# Why I believe in the Rainbow Bridge



## katdad (Jun 13, 2013)

Here's why I believe in the Rainbow Bridge...

By believing, I of course don't mean in a literal RB as described in that wonderful prose poem. But I absolutely DO believe that our beloved pets are somehow waiting for us.

Now my justification is religious, and mostly Christian, but I'm not trying to exclude others, those who are either spiritual but nonreligious, and of course religious but not Christian. So you can apply this to whatever personal concepts that you may have.

I believed in the concept of the Rainbow Bridge long before I ever read about the specific name. Here's how I think it is however "real" and not just a nice idea.

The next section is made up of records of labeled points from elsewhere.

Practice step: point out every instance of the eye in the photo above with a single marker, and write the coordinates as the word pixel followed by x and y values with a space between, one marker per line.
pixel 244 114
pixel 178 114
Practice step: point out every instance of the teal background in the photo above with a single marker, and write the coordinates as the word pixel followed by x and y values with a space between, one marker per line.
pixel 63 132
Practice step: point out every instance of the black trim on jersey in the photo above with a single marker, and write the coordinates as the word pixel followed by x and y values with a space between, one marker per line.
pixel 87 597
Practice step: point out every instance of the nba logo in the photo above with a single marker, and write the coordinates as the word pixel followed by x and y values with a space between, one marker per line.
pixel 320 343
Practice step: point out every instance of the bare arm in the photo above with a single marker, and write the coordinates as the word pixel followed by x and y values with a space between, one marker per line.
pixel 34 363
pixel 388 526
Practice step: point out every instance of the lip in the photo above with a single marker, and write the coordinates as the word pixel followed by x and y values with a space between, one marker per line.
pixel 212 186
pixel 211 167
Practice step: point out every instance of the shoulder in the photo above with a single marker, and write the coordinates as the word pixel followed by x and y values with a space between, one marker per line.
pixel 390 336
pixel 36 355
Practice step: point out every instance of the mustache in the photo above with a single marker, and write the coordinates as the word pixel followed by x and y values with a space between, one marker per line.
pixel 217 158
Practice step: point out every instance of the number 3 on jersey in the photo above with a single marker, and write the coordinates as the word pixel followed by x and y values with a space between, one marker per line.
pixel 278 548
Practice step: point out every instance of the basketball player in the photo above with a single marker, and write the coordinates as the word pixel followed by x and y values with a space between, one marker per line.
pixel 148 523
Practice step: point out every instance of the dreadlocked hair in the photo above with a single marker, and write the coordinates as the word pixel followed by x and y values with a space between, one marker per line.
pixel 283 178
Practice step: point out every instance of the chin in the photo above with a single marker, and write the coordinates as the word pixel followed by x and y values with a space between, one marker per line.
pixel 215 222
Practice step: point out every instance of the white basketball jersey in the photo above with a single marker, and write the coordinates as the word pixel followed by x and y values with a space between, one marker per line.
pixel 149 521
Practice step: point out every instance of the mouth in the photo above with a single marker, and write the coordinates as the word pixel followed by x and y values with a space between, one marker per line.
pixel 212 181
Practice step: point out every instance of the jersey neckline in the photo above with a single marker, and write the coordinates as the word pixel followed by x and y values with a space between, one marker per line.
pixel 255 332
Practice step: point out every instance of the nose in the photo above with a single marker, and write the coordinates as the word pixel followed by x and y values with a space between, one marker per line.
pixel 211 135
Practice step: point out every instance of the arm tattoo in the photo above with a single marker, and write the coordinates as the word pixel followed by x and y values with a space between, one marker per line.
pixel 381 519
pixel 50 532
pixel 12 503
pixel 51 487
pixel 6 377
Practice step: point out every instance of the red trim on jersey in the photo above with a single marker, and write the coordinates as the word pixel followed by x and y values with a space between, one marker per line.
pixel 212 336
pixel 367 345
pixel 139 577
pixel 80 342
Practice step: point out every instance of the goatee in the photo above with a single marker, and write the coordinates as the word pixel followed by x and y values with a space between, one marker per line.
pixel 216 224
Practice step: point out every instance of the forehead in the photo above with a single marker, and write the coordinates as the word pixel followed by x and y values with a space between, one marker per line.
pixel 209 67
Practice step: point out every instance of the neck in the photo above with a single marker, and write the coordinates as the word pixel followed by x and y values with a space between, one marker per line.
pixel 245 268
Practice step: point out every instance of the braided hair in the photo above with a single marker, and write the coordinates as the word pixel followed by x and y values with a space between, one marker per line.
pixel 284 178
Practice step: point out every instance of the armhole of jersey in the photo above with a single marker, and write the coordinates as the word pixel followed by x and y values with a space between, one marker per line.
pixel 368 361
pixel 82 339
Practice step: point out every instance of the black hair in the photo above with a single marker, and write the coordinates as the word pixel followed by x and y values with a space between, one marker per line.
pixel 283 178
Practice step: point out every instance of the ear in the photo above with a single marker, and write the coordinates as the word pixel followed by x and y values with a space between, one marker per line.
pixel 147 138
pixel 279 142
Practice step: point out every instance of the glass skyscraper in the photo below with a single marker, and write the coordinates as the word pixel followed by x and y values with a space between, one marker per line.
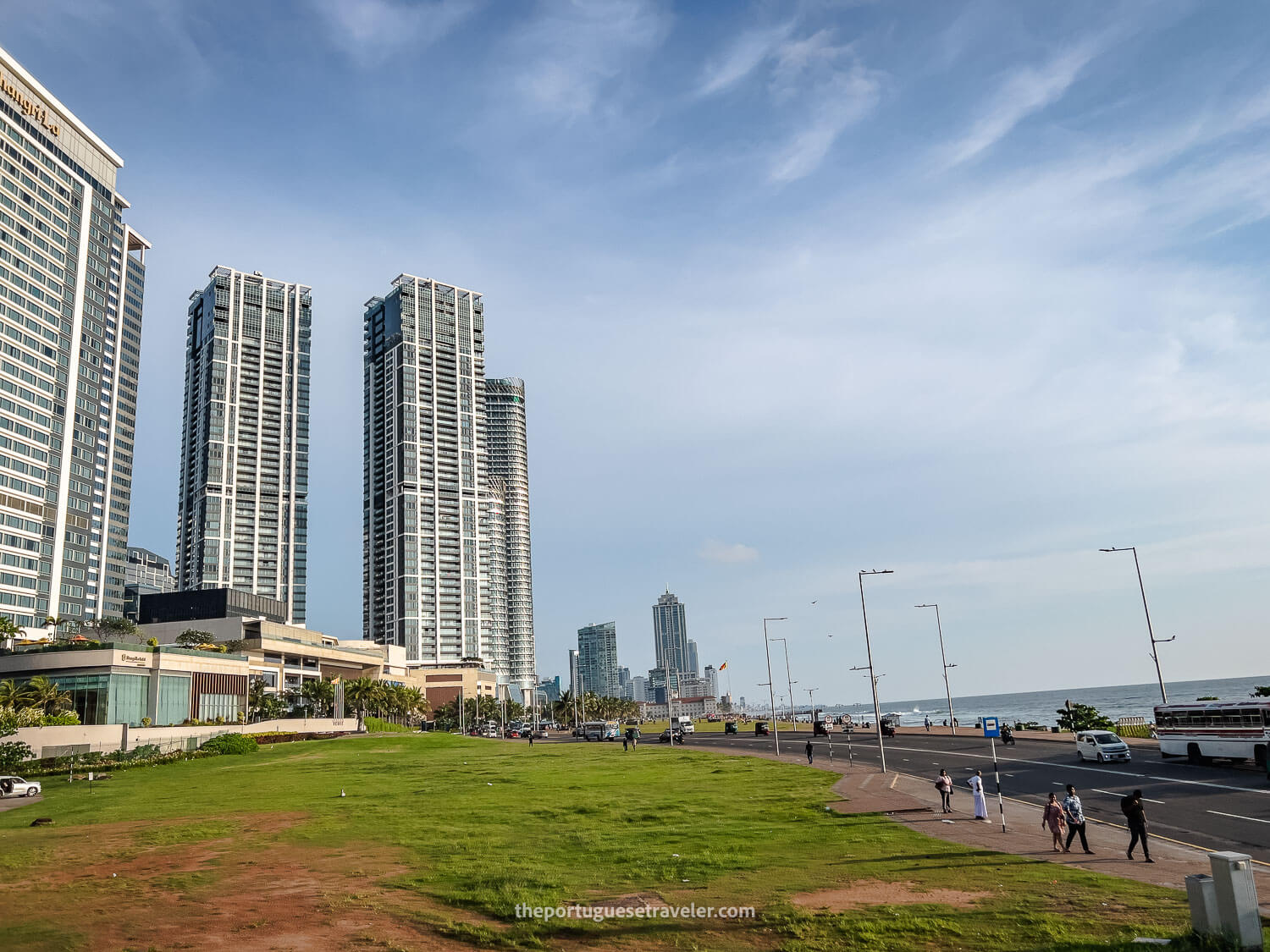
pixel 597 659
pixel 426 560
pixel 243 512
pixel 71 286
pixel 507 447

Among the gifts that God gives us is of course immortality. And for a long time, I also believed that we're able, via our love for our special little animal pals, to transfer a portion of our own immortality to those creatures, so that they also gain immortality.

What was amazing is this: The Christian apologist and writer CS Lewis also believed this, too! He spoke of our pets being given immortality via our own immortality in his great book "The Problem of Pain." Now I don't know what form that immortality will be like, but I seriously and honestly believe that our little pals are also given this great gift, as a transfer of our own life, and that they will be there with us, if we wish.

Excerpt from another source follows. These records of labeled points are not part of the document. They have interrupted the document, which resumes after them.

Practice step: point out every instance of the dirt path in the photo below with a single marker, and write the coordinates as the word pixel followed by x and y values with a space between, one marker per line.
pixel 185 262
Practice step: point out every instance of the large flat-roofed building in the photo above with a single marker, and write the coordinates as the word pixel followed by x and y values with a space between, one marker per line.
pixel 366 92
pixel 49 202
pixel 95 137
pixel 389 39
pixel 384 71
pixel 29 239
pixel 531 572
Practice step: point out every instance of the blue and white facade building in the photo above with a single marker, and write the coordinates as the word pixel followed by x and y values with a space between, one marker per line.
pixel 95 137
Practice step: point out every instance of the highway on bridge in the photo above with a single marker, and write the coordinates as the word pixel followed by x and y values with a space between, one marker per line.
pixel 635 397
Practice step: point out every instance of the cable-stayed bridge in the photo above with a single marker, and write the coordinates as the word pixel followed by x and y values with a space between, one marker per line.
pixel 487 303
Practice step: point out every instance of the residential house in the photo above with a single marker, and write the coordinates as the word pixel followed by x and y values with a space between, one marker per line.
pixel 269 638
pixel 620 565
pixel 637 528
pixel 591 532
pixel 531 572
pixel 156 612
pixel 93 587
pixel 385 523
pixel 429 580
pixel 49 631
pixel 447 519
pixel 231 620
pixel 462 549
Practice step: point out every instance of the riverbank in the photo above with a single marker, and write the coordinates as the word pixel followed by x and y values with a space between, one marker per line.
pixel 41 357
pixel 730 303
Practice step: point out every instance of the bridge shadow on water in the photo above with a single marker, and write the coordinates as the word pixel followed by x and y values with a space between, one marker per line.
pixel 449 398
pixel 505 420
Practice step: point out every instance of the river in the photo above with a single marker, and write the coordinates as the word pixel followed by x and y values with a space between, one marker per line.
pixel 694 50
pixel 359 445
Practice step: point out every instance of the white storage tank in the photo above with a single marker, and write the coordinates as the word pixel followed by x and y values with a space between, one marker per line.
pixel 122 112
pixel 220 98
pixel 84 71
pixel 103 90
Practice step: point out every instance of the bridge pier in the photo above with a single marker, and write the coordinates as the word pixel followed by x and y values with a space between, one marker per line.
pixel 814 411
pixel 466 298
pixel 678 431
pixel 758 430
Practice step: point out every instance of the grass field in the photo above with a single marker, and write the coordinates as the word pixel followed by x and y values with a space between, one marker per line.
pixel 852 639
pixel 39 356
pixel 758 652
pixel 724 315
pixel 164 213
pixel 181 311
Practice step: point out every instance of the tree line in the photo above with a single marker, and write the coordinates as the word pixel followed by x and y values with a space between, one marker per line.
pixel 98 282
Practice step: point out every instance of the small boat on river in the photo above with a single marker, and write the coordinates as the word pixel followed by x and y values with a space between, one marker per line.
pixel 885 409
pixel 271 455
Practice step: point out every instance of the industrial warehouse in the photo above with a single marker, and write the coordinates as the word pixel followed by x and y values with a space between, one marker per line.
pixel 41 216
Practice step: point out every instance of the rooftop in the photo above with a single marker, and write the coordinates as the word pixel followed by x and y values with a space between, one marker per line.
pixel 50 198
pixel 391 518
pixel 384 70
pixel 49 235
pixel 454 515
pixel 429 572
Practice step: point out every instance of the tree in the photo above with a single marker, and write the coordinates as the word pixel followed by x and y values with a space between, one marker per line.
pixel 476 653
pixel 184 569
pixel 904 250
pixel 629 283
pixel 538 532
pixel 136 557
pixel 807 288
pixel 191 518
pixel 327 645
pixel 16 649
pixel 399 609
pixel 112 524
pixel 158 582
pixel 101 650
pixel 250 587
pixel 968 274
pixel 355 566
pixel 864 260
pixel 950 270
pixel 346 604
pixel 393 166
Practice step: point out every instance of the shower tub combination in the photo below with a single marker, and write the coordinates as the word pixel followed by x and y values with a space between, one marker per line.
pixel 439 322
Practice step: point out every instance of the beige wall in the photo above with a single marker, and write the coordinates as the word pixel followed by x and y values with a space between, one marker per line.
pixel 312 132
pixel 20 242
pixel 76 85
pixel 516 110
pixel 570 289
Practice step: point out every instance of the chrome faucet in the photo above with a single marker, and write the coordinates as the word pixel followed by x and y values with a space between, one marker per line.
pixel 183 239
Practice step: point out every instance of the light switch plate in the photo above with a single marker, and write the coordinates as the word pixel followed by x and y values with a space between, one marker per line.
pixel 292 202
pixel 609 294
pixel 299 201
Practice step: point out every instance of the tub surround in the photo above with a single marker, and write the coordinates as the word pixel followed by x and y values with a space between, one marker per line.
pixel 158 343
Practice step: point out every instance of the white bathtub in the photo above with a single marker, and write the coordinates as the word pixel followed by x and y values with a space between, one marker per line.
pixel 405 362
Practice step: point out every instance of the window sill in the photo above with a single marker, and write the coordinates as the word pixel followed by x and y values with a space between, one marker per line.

And if CS Lewis believes it, that's fine with me!


----------



## 10cats2dogs (Jun 16, 2013)

Works for me, Katdad!


----------



## 10cats2dogs (Jun 16, 2013)

In a Nutshell:
I consider myself Spiritual, I definitely believe in a Higher Power...
That gives us, our Breath and Energy...
I think we're made of that energy...
Electrical impulses fuel our brain, our heart, and a whole slew of other things...
I don't believe that 'Energy' ceases to exist, because our bodies have simply worn out...
There is a life spark in us, and our pets...I have no idea what 'form' we'll be in, when we meet again, but we'll recognize each other!
I believe that who or what, we loved here, and loved us back, will have an invisible connection, that cannot be broken...by space or time...
S.


----------



## katdad (Jun 13, 2013)

In a nutshell, I agree. Spiritual or religious, I think it is correct.

As a scientist I also believe in the general concept of preservation of energy. A human life has a certain amount of energy and that energy cannot just disappear. It is either transformed into another type of existence (as St. Paul tells us) or another form of that energy.


----------



## DebS (Jun 14, 2015)

I believe that my deceased pets will be waiting for me in heaven. I believe this, quite simply because, it wouldn't be heaven if they weren't there.


----------



## 10cats2dogs (Jun 16, 2013)

There is an old Classic Twilight Zone episode, that I always tear up, when I see it!
It involves an old hill person, and his old hunting dog...
And...Heaven, and the 'other' place...


----------



## Arianwen (Jun 3, 2012)

I'm on a promise with one of my old horses but that's on an aside. I'm, totally with you but for slightly different reasons - I believe in a God who is loving and just (as I am sure you do) and it seems to me that animals only have any problems at all because of us so when they die they aren't guilty of sin and are part of a loved creation so have an automatic entry.


----------



## Tozzymoz (Jul 6, 2015)

I completely agree with you I have nothing to look for if I don't have rainbow bridge as I cannot contemplate that my fur babies just pass they have to wait for me there and play &#55356;&#57096; for however long they can cause mischief for


----------



## Straysmommy (Dec 23, 2010)

Deb, I loved what you wrote. 

Rationally, I believe my Prince turned into another form of energy and naturally stayed around me. 

But I also kind of, irrationally, believe that he reincarnated in my Cuchi (formal name: The Little Prince), who was found at 4 weeks old in a busy street, 3 weeks before my Prince died, and then grew up to look and behave almost identical to my Prince. So much so that people think it's the same cat. The chances of finding a white, long-haired cat or kitten roaming the streets here is practically zero. And I had always told my Prince that I wished I could raise him from kittenhood. 

Eg: Short before my Prince died, I had given him a beautiful, long-awaited cat tree and told him it was his. When Cuchi was old enough to climb it and Prince had just died, Cuchi claimed it as naturally his own and defended it from the girls. To this day, it's his. Although he's learned to share.


----------